A tous ceux qui proposent d’héberger, à court ou à long terme des sans-abri, j’aimerais leur signaler que cette volonté, si noble soit-elle, comporte des risques non négligeables. Nous les Sentinelles de la Nuit, qui côtoyons depuis longtemps des sans-abri, nous avons pu tisser des liens étroits d’amitiés, avec beaucoup d’entre eux.. Il faut cependant savoir qu’il s’agit de personnes très fragilisées et donc,  même si nous avons appris à connaître les bons côtés, un peu cachés de leur personnalité, nous ne pourrions nous permettre de prendre le risque de vous proposer telle ou telle personne en détresse, car il restera toujours une part cachée, mystérieuse, de la personne fragilisée; qui l’est souvent, depuis sa prime jeunesse : ce qui nous empêche de nous porter garant pour eux.
Vous n’êtes pas sans savoir que la rue est un enfer pour ceux qui y sont tombés et qui ont fini par y élire domicile. Un enfer où la drogue, comme l’alcool leur apparaît comme un soutien, comme une bouée de sauvetage.

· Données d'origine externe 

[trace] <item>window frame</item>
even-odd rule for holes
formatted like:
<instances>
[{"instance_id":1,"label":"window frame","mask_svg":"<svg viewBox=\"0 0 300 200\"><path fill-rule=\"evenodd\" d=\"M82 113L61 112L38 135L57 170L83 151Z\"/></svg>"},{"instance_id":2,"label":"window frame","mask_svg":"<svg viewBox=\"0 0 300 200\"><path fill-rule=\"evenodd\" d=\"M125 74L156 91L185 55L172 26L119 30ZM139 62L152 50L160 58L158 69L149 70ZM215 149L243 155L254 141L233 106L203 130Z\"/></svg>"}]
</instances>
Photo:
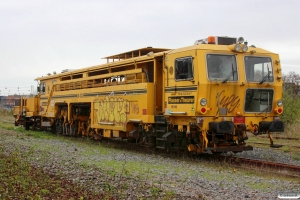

Mais lorsqu’ils se rendent compte que ces dérivatifs ne sauvent rien du tout, il est trop tard !
Comme je trouve tout de même l’idée super géniale, de vouloir offrir un gîte aux sans-abri, je me permets de proposer d’autres pistes…
Pourquoi ne pas vous adresser à des organismes officiels et professionnels pour leur signaler vos possibilités d’hébergement ?
Je pense à l’urgence sociale du CPAS
Je pense à toute les maisons de cure et de réinsertion d’où sortent  des personnes sevrées, mais étant sans-abri, ne savent où aller !
Je pense surtout aux sortants de prison, désintoxiqués, ayant longtemps réfléchis sur leur passé et bien décidés à tirer un trait sur ce passé-là ! Mais si motivés soient-ils, que peuvent-ils faire, s’ils sont seuls ? Où peuvent-ils aller lorsqu’ils ne reçoivent, à la sortie de prison, qu’un ticket de transport ?  Tous redoutent de se retrouver à Liège, pour les raisons que l’on peut bien imaginer !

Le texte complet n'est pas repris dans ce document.